“'Surcease’ is a good enough word, but 'surcease of sorrow’ is used by Poe, an American author; and the use of the phrase by Mrs. Gallup’s 'Bacon’ makes one wonder whether he had ever read The Raven.

“'Cognomen,’ p. 29. No instance given in Murray earlier than 1809. 'Desiderata,’ p. 161. No instance of 'desideratum’ earlier than 1652.

“'Hand and glove,’ p. 359. Earliest instance in Murray, 1680.

“'Cognizante’ adj. Earliest example in Murray, 1820. Murray says, 'Apparently of modern introduction; not in dictionaries of the eighteenth century;’ ... (cognisance is quite early, both as a law term and in literary use.)”

These are refinements beyond reason. Bacon added thousands of new words and new uses of words to the language. There is something applicable to the case in the Advancement of Learning (1605).

“I desire it may bee conceived that I use the word in a differing sense from that that is receyved,” and “I sometimes alter the uses and definitions.”—Book 2, pp. 24-25.

Had the word costive occurred but once I should have considered it intended for costlye as we find it in Bacon.
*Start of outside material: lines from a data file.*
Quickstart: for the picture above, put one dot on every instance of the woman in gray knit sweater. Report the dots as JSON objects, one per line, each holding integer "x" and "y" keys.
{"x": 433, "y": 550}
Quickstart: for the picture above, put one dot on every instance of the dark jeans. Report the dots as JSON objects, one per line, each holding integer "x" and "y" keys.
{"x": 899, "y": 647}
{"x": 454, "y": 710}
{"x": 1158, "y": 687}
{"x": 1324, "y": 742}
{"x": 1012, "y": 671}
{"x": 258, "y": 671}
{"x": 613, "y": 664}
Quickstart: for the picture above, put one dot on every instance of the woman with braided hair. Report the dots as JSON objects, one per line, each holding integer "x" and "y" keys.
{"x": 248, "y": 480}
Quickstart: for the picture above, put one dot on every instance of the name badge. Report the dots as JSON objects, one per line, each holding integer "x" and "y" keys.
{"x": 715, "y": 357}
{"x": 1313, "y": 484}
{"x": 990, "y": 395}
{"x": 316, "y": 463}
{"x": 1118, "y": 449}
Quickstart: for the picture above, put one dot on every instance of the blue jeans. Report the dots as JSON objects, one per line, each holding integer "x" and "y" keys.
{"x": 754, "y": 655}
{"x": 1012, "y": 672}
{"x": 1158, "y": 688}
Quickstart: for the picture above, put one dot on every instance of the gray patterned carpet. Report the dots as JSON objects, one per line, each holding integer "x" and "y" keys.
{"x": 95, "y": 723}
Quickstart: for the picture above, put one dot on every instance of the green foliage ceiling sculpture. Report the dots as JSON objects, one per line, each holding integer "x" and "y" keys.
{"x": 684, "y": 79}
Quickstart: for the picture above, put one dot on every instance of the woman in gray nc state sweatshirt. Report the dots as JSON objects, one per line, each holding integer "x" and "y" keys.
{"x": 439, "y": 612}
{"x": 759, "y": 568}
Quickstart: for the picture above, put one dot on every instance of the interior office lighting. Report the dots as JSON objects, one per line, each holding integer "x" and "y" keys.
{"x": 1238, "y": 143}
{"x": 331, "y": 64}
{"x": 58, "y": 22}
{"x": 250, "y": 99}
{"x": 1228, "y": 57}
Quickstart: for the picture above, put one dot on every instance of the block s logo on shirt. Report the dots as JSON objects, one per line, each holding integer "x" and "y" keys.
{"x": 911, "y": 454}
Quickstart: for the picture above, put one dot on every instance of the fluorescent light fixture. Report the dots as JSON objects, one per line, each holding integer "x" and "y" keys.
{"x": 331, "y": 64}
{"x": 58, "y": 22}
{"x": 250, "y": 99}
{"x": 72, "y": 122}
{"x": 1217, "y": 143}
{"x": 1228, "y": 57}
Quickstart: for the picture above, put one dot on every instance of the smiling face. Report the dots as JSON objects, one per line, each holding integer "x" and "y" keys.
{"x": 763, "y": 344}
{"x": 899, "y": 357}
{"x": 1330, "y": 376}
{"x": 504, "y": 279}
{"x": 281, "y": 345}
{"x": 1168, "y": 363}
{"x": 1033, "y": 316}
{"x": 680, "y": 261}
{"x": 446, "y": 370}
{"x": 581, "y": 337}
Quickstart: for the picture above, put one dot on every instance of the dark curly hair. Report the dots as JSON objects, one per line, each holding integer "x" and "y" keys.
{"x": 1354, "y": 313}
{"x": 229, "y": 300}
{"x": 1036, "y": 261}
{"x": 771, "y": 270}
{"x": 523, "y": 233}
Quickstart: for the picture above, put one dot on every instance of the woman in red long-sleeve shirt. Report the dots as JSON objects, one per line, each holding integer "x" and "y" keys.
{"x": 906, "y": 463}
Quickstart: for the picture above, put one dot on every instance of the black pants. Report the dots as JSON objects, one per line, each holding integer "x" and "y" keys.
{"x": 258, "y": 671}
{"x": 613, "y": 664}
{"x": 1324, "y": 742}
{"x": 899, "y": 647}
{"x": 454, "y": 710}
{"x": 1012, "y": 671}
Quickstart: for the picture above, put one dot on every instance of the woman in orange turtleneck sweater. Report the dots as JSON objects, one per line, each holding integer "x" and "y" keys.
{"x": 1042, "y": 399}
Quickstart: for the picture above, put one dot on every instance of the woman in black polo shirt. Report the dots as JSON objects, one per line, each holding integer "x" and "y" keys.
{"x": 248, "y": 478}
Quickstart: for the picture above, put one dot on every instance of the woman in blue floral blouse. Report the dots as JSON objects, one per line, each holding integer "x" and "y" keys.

He may have used a v where y was intended.

It is true innocuous, from the Latin innocuus, in the dictionaries is used only of things, but Bacon evidently employed it differently, and wrote “innocuous of ill” as he would have written “not guilty of crime.” In Anatomy of Melancholy (1621) we find “Northerne men, innocuous, free from riot” (p. 82), and “The patient innocuous man.”

Surcease is used in the Shakespeare plays—Cor., Act 3; Rom. & Jul., Act 4; Macb., Act 1. It is in Lucrece, and also occurs in Bacon’s acknoweldged works. He had, perhaps, as good reason as Poe to desire 'surcease of sorrow.’

Certainly, Bacon had a right to use words existing in any language. We know that he anglicized many from the Latin and the French. Cognomen is of course from the Latin; desiderata, Mr. Candler admits, was used in 1652; cognizante—or as it is elsewhere spelled in the cipher, cognisant—might be allowed him on the ground that cognisances was certainly in use.—Henry Seventh, p. 211; 1 Hen. VI., Act 2; Jul. Cæsar, Act 2; Cym., Act 2.